Há 32 anos, Guti Fraga, Fred Pinheiro, Luís Paulo Corrêa e Castro e Fernando Mello da Costa fundavam o Nós do Morro, associação cultural sem fins lucrativos dedicada a disseminar a cultura entre a população do Morro do Vidigal, especialmente crianças e jovens. Nos palcos, tudo começou com o espetáculo “Encontros”, em 1987, remontado agora como “Encontros, 32 Anos Depois”, que celebra a partir dessa quinta-feira (31) esta trajetória de mais de três décadas que ainda consegue surpreender um dos idealizadores do grupo.
Em entrevista ao RIO ENCENA, Guti Fraga – que dirigiu a versão original e agora divide a função com Fátima Rodrigues – admite que quando ajudou a tirar o projeto do papel em 1986, não pensava nas proporções dos avanços que poderia conseguir na comunidade da Zona Sul do Rio de Janeiro.

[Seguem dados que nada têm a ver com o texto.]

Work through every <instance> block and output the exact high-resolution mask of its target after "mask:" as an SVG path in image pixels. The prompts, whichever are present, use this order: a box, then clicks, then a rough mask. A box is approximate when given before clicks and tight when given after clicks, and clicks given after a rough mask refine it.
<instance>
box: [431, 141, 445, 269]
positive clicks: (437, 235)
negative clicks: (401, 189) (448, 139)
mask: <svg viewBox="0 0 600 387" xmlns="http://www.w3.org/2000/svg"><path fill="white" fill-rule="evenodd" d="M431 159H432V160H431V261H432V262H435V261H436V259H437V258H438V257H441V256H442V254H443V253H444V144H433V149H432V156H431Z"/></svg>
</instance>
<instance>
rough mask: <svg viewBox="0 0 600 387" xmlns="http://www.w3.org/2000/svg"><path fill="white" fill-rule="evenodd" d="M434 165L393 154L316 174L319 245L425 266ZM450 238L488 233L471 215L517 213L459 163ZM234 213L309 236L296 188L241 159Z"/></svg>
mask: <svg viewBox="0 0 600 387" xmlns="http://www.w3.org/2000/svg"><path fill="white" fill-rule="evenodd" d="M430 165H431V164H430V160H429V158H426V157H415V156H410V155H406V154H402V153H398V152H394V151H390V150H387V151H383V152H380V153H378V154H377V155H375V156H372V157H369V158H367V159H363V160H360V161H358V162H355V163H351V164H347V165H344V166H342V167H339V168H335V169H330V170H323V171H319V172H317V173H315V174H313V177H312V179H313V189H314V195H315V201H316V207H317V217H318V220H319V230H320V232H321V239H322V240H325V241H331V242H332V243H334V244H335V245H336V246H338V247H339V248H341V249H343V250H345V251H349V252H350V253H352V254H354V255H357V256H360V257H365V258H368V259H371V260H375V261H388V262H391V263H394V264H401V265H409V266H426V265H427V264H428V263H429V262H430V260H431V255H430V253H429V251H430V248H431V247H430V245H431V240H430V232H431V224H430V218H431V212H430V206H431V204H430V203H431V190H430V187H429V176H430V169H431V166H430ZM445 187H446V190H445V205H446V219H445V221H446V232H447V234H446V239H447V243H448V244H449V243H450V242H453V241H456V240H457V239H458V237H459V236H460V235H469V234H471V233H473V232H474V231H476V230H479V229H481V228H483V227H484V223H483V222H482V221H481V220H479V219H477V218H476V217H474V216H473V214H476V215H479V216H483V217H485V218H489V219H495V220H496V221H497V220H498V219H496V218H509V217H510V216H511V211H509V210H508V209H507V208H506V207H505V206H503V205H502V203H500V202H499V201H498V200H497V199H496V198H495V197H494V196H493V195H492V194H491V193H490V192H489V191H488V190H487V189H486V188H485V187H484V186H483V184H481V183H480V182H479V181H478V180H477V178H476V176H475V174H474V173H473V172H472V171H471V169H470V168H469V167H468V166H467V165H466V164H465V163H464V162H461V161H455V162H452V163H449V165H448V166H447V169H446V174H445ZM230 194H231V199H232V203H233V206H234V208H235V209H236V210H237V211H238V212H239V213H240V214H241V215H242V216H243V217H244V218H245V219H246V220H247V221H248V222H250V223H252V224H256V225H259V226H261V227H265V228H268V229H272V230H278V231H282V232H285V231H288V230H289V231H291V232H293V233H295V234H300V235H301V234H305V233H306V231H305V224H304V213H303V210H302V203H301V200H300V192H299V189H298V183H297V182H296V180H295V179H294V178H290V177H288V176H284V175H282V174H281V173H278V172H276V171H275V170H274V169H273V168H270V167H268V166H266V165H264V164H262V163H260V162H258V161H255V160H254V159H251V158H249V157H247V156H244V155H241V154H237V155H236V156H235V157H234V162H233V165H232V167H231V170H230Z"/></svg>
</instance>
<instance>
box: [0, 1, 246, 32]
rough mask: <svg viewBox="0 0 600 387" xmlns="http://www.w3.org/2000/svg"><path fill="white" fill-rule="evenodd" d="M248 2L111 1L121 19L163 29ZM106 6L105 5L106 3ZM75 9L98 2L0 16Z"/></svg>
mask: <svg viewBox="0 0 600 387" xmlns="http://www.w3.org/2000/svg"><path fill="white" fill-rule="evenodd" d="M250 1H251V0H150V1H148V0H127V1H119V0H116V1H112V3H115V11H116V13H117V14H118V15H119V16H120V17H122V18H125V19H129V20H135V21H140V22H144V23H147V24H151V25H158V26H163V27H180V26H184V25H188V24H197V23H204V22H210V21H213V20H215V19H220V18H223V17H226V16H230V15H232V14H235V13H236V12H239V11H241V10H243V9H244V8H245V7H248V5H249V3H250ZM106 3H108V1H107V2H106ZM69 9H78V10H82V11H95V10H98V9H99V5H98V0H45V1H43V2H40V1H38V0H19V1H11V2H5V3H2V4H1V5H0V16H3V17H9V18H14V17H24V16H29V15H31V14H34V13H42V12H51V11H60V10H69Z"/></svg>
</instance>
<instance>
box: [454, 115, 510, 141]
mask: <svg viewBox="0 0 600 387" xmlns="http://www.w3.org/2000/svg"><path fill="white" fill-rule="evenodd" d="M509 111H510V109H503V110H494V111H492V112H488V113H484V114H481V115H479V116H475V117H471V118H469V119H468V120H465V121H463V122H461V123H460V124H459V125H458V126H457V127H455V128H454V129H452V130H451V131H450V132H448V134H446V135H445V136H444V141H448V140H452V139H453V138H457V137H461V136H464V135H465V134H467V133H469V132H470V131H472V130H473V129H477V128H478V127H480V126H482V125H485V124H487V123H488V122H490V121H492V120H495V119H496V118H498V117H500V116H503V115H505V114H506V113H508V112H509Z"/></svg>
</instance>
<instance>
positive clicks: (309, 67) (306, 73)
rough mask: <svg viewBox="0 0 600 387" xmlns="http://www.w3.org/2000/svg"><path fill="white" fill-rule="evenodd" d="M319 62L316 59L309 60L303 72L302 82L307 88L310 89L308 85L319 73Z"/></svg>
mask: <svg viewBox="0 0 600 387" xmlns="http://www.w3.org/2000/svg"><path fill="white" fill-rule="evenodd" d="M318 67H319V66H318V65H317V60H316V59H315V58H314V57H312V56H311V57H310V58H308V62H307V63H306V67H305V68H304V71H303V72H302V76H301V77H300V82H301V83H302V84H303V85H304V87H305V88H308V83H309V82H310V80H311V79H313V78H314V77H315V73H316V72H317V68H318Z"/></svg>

— Não imaginava isto (risos). Mas muita coisa boa aconteceu desde então. Ainda existe a insensatez de as pessoas não terem direitos iguais, mas aquele estereótipo de que não se faz coisa de qualidade em comunidades já era. Falo para a minha galera que o importante é sentar à mesa e saber discutir qualquer assunto. E os próprios atores são resultado disso. Apesar das dificuldades, nós não podemos deixar essa rapaziada sem o sabor da arte. E acreditamos piamente que a vida pode ser mais bela através da arte. Sempre sem abrir mão da filosofia do grupo, de união e solidariedade, e da qualidade do trabalho que se faz aqui. Claro que tem muito o que mudar ainda, e a gente fica desiludido com esse momento trash, mas citando Fernando Pessoa: “Tudo vale a pena quando a alma não é pequena” — celebra, Gotschalk da Silva Fraga, o Guti, de 66 anos e morador do Vidigal há 45.
Entre outras conquistas citadas por Guti está a globalização do Nós do Morro, que, aliás, marca a grande diferença entre as duas versões de “Encontros”. A partir do argumento de Luís Paulo Corrêa e Castro, a montagem de 1987 tratava do cotidiano dos jovens do Vidigal naquela época, apresentando pontos de reunião e os problemas enfrentados. Já a adaptação de 32 anos depois, com o mesmo argumento readequado por Fabrício Santiago – que entrou para o grupo ainda criança – não ignora os conflitos, mas já mostra outra realidade.
— Naquela época, falávamos do cotidiano do Vidigal, mas hoje é diferente. A arte teve esse poder de transformação através do Nós do Morro e de outras instituições. A comunidade vivia fechada, mas hoje é universal. Conseguimos uma grande circulação artística, passando por Portugal, Inglaterra, Espanha… — enumera Guti, citando o Slan (vertente da poesia) como ponto importante neste processo: — Foi uma grande inspiração para o espetáculo. Tem a ver com o movimento do rap, que vem muito de São Paulo, mas, na verdade, é do Brasil todo e é para qualquer pessoa, de qualquer idade.
Plural e universal, a peça não vai se limitar a um único palco nessa estreia. Após duas semanas no Casarão Nós do Morro, no próprio Vidigal, o espetáculo vai circular pelas arenas da Pavuna, de Madureira e da Penha Circular. Mas no que depender do diretor, esse turnê poderia ir bem mais longe.
— Adoraria apresentar no Central Park (em Nova Iorque) ou qualquer outro lugar (risos). O negócio é as pessoas abraçarem esse nosso sentimento, Queremos dividir com todos — encerra.